The journalist who claimed that women hated her because she was so beautiful could have problems fitting in with the ladies in the house.







Cheryl Ferguson

The Eastenders favourite should be good fun in the house, plus she'll have plenty to talk about with the other soap-stars.













Rhian Sugden 

Page 3 girl Rhian looks set to be the eye candy for the lads this year.  There's not much eye candy for the girls though??



Tuesday 7 August 2012

Celebrity love triangle

Uh oh looks like the fairy-tale is well and truly over for Jodie Marsh and Kirk Norcross!

Well it did all seem a bit much when they were doing naked photo shoots and all sorts when they'd only been seeing each other a few days.

While Jodie was busy sunning herself in Barbados, Kirk was busy selling his story to Reveal Magazine about how the pair were no longer together as Jodie wouldn't sleep with him.


Watch out Kirk.
Kirk said Jodie was only using him for publicity and once he'd realised she wasn't even going to sleep with him he thought it best that they were just friends...

Kirk also revealed that his perfect woman was his ex-girlfriend Gemma Massey, who he said he treated really badly when they were together.
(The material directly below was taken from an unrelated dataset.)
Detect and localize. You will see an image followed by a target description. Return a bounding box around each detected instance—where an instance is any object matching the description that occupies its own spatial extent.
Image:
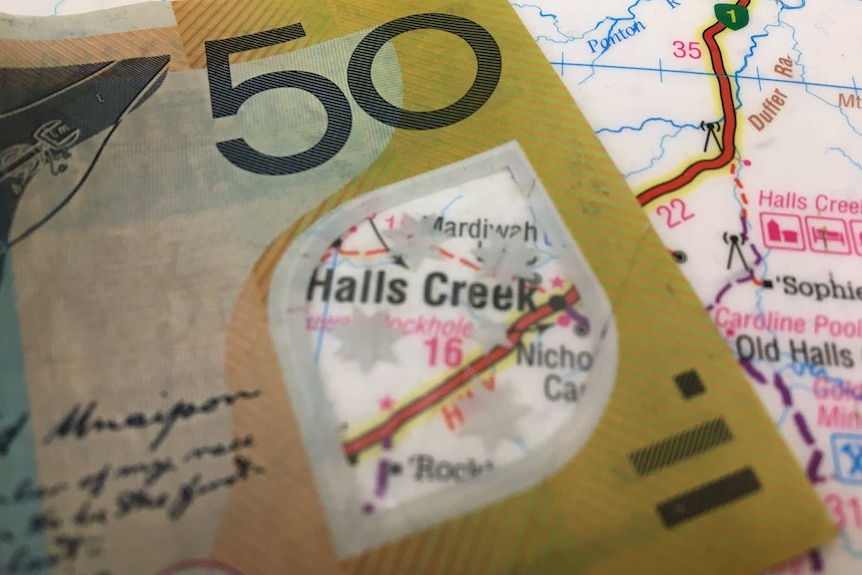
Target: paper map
[269,146,619,552]
[0,0,862,575]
Hinting for a reunion much Kirk?

Meanwhile Jodie has hit back on Twitter saying:

"Dumped cos I wouldn't immediately have sex, stories sold on me, lies told about me. All this & I thought we were friends #Hurt :-("

Kirk then tweeted:

"Get over it! We was never 2getha love! Never talked or thought about it! It was nothing! Get over it! Just done the story to tell the truth" (sic)

Meanwhile Gemma Massey is keeping surprisingly quiet, tweeting:

"Getting called Perfect in today @RevealMag"


Kirk clearly doesn't have this t-shirt.